I have updated job_conf.xml file and I can now see that Galaxy tries to submit a job. But, it fails with Invalid user id.
I use PAM authentication and the user can submit a job via terminal. Anyone help me to pass user id correctly?
Are you running the latest release 18.05? https://docs.galaxyproject.org/en/master/releases/18.05_announce.html
There was a fix for running jobs as the "real user" in a VM: https://github.com/galaxyproject/galaxy/pull/5881#issue-181255818
The most current doc is now published here: https://docs.galaxyproject.org/en/master/admin/cluster.html#submitting-jobs-as-the-real-user
We can follow up troubleshooting after you check that your config matches what is published. I am fairly certain that using a
yaml
config is needed (instead of the priorini
). We may ask you to share that and get the developers involved.Thanks, Jennifer.

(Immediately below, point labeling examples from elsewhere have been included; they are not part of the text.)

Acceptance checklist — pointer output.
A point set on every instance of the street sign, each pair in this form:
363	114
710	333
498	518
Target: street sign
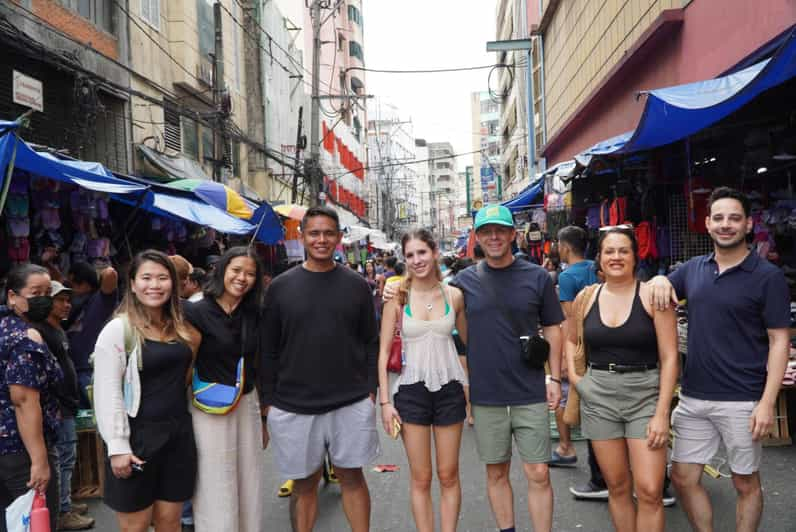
28	91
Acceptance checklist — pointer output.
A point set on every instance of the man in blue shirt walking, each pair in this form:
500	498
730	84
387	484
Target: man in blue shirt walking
738	314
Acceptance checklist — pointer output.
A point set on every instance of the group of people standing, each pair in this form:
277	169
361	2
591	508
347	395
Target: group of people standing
188	393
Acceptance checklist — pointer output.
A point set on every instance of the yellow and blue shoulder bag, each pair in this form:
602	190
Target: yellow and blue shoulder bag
216	398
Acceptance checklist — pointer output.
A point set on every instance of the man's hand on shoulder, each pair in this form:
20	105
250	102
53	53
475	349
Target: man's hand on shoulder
662	293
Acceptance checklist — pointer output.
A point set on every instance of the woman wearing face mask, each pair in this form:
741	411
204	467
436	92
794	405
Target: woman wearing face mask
229	437
627	389
29	377
151	466
428	395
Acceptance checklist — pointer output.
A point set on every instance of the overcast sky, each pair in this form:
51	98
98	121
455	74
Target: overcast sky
428	34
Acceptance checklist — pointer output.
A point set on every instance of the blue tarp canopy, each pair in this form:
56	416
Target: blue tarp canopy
525	198
190	210
673	113
92	176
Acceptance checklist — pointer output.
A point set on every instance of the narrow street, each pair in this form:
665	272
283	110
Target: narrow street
391	512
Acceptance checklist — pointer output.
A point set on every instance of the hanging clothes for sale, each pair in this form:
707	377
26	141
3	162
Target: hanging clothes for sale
697	192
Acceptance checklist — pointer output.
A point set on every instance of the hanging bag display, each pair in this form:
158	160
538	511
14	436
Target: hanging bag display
534	349
214	397
395	361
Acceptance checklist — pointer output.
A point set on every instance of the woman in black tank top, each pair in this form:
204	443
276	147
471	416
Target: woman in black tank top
627	389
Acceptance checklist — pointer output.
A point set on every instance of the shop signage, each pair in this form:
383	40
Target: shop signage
28	91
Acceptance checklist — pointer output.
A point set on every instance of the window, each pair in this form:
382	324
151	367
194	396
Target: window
98	12
236	43
190	138
150	12
171	129
354	15
355	50
207	144
204	15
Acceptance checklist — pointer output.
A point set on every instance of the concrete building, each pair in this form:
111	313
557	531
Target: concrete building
423	172
71	61
593	58
393	195
487	181
512	92
444	191
284	78
343	112
170	54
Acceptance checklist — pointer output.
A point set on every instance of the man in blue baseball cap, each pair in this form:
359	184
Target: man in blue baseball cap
509	398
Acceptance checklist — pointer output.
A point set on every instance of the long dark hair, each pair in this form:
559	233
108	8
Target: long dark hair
425	236
215	285
174	324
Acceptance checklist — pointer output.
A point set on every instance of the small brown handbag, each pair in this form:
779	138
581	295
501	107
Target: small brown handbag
572	410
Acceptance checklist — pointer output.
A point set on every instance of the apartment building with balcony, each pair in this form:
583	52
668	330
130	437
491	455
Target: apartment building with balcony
512	93
594	60
486	181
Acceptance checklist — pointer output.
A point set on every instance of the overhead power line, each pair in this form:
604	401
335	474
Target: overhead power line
435	70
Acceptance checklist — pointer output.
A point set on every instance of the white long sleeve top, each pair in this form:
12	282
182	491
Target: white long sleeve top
110	361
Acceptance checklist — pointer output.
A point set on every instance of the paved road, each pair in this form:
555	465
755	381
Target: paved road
391	506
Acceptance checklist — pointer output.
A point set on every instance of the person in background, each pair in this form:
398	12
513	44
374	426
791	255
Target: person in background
93	302
151	465
72	515
230	444
372	278
428	395
29	380
183	269
389	271
579	273
627	390
194	285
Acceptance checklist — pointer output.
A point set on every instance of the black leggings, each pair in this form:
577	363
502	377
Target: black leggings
14	477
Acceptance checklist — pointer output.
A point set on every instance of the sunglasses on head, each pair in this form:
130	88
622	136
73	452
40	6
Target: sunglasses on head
625	227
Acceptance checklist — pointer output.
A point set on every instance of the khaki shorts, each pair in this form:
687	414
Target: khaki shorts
617	405
699	426
529	424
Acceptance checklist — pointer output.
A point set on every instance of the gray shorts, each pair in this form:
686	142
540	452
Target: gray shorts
529	424
700	425
300	441
617	405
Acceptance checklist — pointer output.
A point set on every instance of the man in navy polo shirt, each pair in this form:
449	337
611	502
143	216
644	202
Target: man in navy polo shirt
738	318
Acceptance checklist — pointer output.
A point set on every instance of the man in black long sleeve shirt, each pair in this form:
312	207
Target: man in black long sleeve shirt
319	374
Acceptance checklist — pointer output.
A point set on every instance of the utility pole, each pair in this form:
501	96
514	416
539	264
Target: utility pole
219	140
299	147
313	166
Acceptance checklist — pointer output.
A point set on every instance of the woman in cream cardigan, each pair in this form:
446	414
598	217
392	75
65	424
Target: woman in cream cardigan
141	362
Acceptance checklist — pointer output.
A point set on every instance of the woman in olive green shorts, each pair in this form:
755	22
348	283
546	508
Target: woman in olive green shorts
626	391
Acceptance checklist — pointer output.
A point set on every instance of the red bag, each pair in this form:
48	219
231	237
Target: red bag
395	363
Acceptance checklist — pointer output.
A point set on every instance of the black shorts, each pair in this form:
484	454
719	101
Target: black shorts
169	474
415	404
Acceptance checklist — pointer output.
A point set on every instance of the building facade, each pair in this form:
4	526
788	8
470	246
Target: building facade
486	183
67	63
177	111
392	198
596	58
511	91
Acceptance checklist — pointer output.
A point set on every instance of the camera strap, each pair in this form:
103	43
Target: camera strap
490	288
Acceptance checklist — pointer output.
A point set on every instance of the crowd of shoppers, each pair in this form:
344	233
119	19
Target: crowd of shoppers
235	345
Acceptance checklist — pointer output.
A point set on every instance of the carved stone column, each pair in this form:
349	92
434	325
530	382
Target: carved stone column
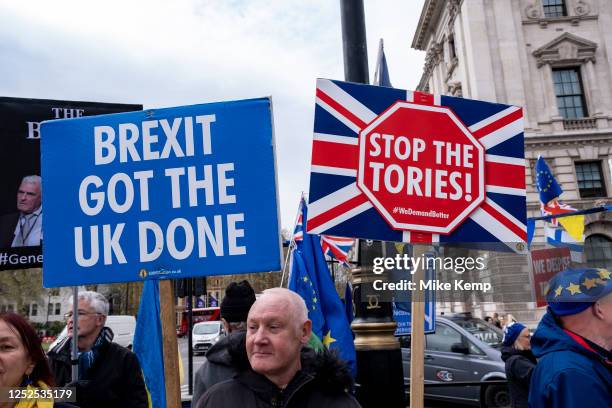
379	358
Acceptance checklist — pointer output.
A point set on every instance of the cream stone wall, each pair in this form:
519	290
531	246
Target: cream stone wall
505	51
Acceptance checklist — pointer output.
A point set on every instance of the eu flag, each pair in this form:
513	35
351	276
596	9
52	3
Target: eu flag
311	279
148	343
547	185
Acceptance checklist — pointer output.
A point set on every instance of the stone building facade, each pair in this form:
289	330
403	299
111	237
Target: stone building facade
554	59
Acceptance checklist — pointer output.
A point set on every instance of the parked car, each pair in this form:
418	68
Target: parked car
123	328
463	348
205	334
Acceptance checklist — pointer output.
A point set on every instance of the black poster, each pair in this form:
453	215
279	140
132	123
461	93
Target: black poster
21	188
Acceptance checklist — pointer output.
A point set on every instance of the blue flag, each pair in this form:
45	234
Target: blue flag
311	279
148	343
348	301
545	181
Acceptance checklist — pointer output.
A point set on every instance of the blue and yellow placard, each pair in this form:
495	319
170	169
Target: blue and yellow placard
164	193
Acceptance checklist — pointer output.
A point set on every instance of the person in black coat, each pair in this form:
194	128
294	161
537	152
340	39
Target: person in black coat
281	373
109	374
520	362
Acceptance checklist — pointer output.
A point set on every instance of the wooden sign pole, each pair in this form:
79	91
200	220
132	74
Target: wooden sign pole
417	338
168	318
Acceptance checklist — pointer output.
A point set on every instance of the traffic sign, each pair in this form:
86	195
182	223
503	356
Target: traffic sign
396	165
421	168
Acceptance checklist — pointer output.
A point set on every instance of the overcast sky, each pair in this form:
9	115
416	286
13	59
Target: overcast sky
181	52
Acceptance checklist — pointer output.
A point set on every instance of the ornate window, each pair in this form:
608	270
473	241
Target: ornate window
554	8
598	250
569	92
590	179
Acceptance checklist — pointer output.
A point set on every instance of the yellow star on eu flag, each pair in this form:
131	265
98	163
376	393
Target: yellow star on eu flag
604	273
590	283
328	339
573	288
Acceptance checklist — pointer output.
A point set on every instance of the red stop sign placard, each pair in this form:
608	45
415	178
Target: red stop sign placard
421	168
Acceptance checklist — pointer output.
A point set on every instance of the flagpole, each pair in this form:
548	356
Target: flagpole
292	241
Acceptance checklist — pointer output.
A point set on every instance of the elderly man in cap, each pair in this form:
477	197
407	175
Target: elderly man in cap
225	358
573	342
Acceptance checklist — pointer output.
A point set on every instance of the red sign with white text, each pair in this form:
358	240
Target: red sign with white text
421	168
546	263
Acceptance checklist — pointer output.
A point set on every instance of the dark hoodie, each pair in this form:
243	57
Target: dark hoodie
223	360
322	382
569	374
519	367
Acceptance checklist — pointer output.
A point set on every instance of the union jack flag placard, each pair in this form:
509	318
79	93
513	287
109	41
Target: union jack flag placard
396	165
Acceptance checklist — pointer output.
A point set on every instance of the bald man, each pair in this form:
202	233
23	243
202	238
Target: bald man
283	373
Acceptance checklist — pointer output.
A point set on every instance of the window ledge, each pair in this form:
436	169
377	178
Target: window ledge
580	123
544	21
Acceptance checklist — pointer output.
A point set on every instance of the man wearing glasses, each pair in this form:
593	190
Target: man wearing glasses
24	227
109	374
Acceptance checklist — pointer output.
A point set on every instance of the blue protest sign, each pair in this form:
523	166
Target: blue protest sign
164	193
402	306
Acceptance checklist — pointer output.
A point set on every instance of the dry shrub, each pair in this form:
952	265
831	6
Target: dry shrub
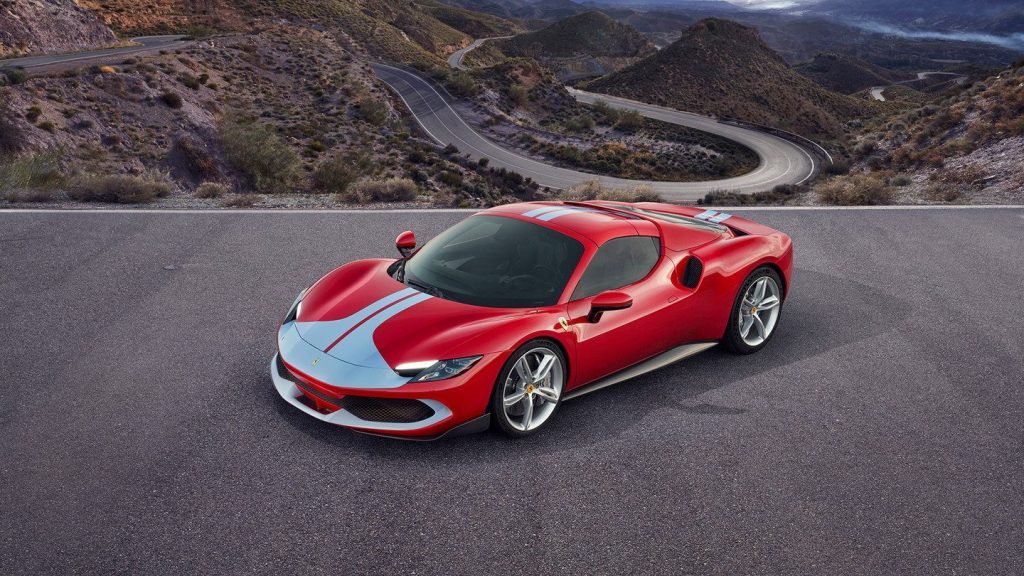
859	190
336	174
212	190
257	152
32	177
120	189
240	201
391	190
199	160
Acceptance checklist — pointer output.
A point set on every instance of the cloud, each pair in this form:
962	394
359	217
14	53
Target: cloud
1012	42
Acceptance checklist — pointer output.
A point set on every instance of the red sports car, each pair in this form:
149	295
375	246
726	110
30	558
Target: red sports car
505	316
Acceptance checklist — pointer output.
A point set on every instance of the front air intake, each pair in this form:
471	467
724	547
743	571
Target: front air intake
692	272
386	409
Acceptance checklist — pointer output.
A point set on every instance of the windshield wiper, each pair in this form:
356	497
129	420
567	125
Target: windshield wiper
432	290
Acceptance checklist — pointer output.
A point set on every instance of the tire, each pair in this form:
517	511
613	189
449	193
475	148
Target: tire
535	392
744	334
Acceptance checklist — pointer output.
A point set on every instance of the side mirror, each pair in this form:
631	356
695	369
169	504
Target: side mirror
607	301
406	243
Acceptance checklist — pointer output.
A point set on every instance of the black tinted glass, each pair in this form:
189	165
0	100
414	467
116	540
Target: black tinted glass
496	261
619	262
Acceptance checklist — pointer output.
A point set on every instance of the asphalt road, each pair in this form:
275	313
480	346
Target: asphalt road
455	59
880	433
781	161
143	44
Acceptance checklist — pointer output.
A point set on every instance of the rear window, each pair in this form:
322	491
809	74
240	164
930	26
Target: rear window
619	262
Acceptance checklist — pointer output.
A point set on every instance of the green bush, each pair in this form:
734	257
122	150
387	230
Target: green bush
198	159
855	191
629	121
373	111
336	174
212	190
14	76
519	94
120	189
257	152
172	99
33	176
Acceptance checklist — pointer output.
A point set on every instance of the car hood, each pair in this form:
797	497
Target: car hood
361	316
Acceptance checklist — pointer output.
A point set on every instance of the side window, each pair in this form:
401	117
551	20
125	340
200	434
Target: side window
619	262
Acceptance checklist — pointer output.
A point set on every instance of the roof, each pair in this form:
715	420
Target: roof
579	219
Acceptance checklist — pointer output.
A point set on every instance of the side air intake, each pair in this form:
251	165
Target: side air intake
691	275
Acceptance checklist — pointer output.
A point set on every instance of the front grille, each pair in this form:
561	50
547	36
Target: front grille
386	409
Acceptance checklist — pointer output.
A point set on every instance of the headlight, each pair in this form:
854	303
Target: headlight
293	313
439	370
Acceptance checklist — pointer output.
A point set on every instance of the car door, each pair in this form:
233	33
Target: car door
635	265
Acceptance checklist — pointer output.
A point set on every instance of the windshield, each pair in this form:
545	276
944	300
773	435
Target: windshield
495	261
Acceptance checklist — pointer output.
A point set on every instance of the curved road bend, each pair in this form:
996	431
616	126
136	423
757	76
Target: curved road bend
455	60
781	161
144	44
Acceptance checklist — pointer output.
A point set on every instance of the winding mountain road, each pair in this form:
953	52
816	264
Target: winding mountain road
781	161
141	44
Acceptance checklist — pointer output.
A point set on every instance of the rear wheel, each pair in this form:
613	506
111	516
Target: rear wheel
755	313
528	388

I have followed the link and now Galaxy submits with a real user id, but drmaa fails with unknown error.
18.05 in galaxy.yml, I added the following lines. I have created folders for new_file_path and job_working_directory. I am not sure if there are any issues with lines.
I would appreciate any advice you may have.